Where Monsters Reside (Jennifer R. Hubbard)

Monsters are Other, the Other we fear.

Monsters are what—who—we don’t understand. Monsters are the enemy.

Lord of the Flies has always been one of my favorite books, because I believe one of its themes is this: Monsters are not external to us. Evil is not an outside force. We all have the capacity to be monsters, the capacity for evil. In Lord of the Flies, they call evil “The Beast,” and they think they can identify it in a single entity that can be killed. But the real beast is within them; the real danger is unleashing their own potential for violence. The real danger is their ruthless response to their own fears.

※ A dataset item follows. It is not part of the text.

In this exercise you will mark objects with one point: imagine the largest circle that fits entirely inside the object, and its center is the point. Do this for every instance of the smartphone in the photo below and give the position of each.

Monster stories show us this: the beast intent on hurting us, the beast who must be conquered. It is a zombie, or a vampire, or a giant lizard, or even just a blob. It is a killer shark, or an evil genius, or a wicked witch, or a vengeful ghost. It makes us feel good, and temporarily safe, to think that evil can be consolidated in one form and destroyed, ended, overcome.

But there is always another beast to replace that one.

A subset of monster stories lets us see the good within the alleged monster. King Kong has his gentle side. Beauty’s Beast has inner nobility. The Cullens have trained themselves not to hunt people. If the monster is not wholly evil, then the monster is just like us: a mix of selfless and selfish impulses, a mix of love and hatred.

 Certainly there are characters, and people, who behave monstrously, whose actions must be checked. They have stopped checking their own actions, have allowed the beast inside to take over. Our only mistake is in thinking of them as wholly Other, as monolithic embodiments of evil completely separate from ourselves.

Our responsibility is to keep an eye on our own inner monsters.